L’expression d’un monde libéral
La troisième question porte sur le pourquoi du succès croissant de cette mouvance décoloniale. On ne doit certes jamais oublier que, si des mouvements radicaux quels qu’ils soient captent une colère, c’est qu’il y a d’abord une colère et que les institutions démocratiques n’ont pas su y répondre. C’est vrai pour la colère dont les populistes profitent ; c’est vrai aussi pour le ressentiment et le sentiment d’exclusion profonds que les décoloniaux parviennent à traduire politiquement.
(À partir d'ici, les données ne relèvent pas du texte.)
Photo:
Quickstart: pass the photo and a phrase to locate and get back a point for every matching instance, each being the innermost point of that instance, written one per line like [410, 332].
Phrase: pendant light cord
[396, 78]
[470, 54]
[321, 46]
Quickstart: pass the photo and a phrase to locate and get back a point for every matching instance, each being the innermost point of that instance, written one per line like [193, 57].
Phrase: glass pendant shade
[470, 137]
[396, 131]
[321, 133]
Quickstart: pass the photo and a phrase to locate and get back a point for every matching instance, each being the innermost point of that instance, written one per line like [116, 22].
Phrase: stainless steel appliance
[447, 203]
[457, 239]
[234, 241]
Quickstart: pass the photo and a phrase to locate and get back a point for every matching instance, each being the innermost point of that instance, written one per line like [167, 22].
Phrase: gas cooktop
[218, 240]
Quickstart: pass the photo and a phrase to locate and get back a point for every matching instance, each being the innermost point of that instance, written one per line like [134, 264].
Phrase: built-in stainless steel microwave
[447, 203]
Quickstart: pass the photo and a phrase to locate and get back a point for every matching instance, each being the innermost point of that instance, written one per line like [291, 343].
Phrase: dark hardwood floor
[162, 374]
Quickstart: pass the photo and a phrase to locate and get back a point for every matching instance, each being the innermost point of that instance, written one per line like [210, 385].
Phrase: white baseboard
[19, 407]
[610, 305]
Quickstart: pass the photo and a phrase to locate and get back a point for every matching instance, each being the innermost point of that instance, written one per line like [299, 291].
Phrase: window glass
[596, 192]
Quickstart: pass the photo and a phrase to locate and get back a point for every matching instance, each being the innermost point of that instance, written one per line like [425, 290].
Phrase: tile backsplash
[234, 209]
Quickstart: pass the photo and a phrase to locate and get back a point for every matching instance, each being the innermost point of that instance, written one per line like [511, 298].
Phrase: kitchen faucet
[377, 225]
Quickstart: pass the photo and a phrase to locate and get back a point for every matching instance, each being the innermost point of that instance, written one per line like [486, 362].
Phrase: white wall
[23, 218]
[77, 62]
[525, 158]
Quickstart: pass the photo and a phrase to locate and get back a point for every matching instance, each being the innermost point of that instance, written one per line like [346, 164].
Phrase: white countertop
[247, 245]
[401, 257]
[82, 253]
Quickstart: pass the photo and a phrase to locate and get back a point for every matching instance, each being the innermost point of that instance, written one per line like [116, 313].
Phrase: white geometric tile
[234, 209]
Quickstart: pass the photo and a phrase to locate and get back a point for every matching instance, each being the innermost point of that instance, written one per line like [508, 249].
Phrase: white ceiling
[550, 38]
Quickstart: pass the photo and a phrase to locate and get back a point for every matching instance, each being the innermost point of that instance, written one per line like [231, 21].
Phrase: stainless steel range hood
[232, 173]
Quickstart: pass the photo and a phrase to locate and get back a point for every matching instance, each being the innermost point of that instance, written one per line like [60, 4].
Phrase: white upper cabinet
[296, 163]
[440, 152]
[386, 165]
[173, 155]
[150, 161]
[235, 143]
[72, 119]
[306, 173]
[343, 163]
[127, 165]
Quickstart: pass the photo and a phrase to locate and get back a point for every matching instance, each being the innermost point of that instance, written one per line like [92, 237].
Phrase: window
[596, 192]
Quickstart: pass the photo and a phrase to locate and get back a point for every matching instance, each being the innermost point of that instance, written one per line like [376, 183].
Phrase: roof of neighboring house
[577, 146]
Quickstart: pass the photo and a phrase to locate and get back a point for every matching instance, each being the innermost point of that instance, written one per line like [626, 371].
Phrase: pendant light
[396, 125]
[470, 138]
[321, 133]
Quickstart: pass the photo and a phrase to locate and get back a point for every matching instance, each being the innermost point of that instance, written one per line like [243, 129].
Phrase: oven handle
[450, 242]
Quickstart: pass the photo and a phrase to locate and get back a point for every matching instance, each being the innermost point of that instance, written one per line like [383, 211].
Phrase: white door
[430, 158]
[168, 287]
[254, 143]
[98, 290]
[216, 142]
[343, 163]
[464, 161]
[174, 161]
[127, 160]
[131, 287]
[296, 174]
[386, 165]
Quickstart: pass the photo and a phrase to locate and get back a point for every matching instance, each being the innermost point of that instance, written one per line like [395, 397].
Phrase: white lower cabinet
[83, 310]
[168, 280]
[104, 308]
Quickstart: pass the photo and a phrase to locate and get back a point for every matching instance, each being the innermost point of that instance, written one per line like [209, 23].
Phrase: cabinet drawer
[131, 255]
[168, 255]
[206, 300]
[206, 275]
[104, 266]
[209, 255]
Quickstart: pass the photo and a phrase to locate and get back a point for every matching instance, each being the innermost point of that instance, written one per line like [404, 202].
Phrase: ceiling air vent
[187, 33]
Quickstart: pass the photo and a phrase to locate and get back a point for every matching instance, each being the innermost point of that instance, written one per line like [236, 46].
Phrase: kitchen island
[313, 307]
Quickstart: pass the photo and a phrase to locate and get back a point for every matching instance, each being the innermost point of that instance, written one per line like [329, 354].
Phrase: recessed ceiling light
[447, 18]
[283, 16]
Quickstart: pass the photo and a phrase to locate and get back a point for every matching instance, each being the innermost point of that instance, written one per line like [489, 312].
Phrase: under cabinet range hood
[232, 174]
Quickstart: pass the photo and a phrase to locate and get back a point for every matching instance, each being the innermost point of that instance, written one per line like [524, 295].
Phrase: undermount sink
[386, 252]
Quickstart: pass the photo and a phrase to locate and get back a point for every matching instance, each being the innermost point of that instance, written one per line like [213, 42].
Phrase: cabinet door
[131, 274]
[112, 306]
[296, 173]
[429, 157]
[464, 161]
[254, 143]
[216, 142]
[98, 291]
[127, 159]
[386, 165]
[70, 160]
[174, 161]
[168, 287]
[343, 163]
Que la République se montre donc à la hauteur, et qu’elle sache entendre les déceptions, les frustrations et les colères : il faut avoir des œillères pour les ignorer. Il y a néanmoins une autre raison, que nous retournons non seulement vers L’Obs, mais plus largement vers les élites progressistes, politiques, médiatiques et intellectuelles – et singulièrement ces dernières puisque le débat se focalise ces derniers temps sur l’université.
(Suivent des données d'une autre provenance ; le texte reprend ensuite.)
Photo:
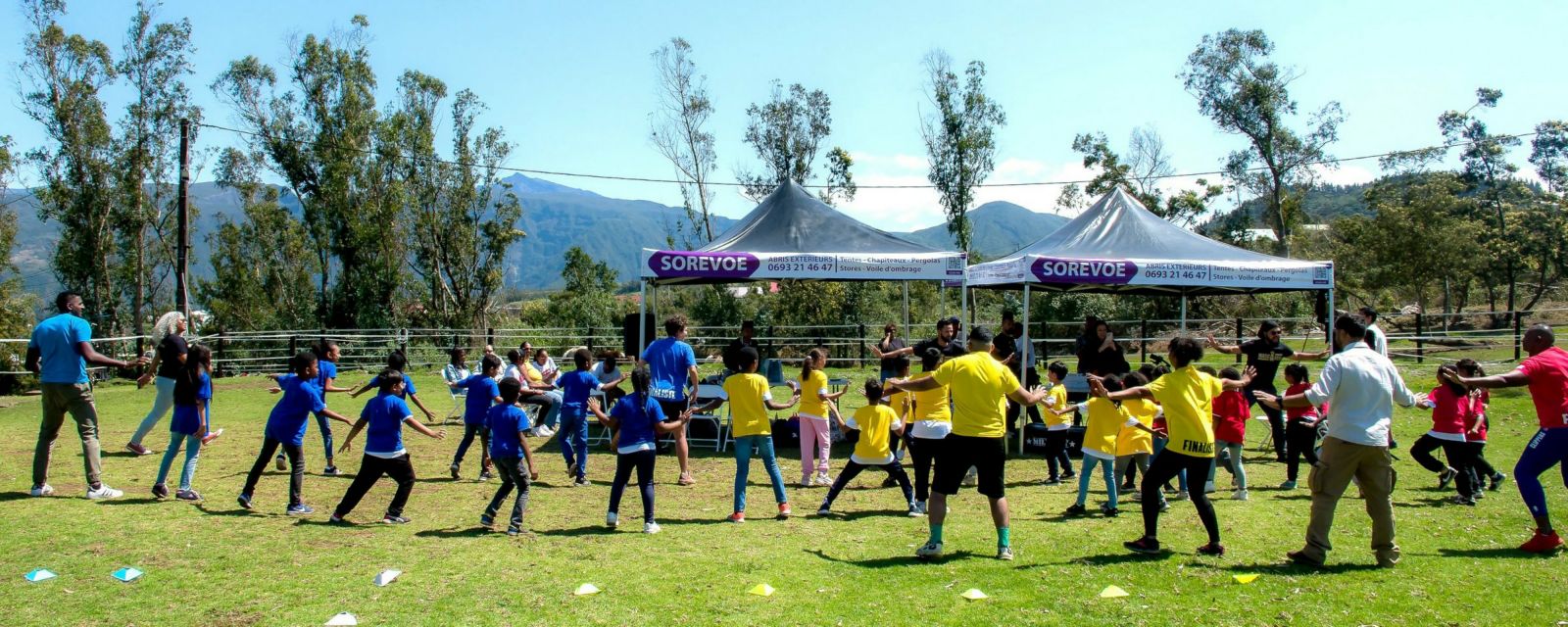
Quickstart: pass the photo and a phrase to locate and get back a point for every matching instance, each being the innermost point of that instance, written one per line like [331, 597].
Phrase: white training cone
[41, 576]
[1112, 593]
[386, 577]
[127, 574]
Au fond, non sans habileté, les décoloniaux font vibrer la corde libérale qui résonne en chacun de nous. Cet édifice « Occidental, blanc, patriarcal » qu’ils dénoncent, comme un simulacre de démocratie, une parodie de droits humains, est en fait leur vrai cadre de référence, et pour ainsi dire le seul. Les signataires de cette pétition ne sont pas seulement, sociologiquement et réellement, des représentants des classes supérieures occidentales, percevant des revenus de quatre à vingt fois supérieurs aux travailleurs pauvres, quelle que soit leur couleur – et non des « minoritaires racisé.e.s » comme ils le prétendent. Ils sont aussi, en usant des ressources que l’État de droit leur offre, les dignes représentants d’un monde néo-libéral où la revendication de la liberté peut être retournée à tout moment, non seulement contre les institutions garantes de la démocratie, taxées de « racisme d’État » (là encore, « state racisms » n’a pas été repris tel quel dans la version française, qui évoque un « racisme structurel porté par l’Etat »…), « d’islamophobie » et de culture coloniale, mais encore et surtout contre tous ceux, enseignants comme à Grenoble, intellectuels, journalistes ou simples citoyens, qui s’avisent de contester leur implacable doxa.
Porte-voix autoproclamés des « dominés », les universitaires décoloniaux sont en réalité des dominants, cette pétition droit sortie des plus prestigieux campus américains l’atteste. Et ils entendent bien intimer le respect aux petits ministres de ce petit pays, la France, dont ils ne peuvent masquer l’exécration qu’il leur inspire. Feignant de porter la parole de l’Esclave, c’est en fait le langage du Maître qui s’exprime par leur bouche.
[1] Mobilisation contre Israël et ses citoyens, qui prône le boycott, le désinvestissement et les sanctions à leur égard. La campagne, antisioniste, entend mettre fin à l’occupation des territoires conquis par Israël lors de la Guerre des Six Jours (juin 1967).
[2] Courant historiographique nourri du discours critique de la postcolonialité, qui étudie les sociétés postcoloniales et post-impériales d’Asie du Sud en particulier, et plus généralement du Sud.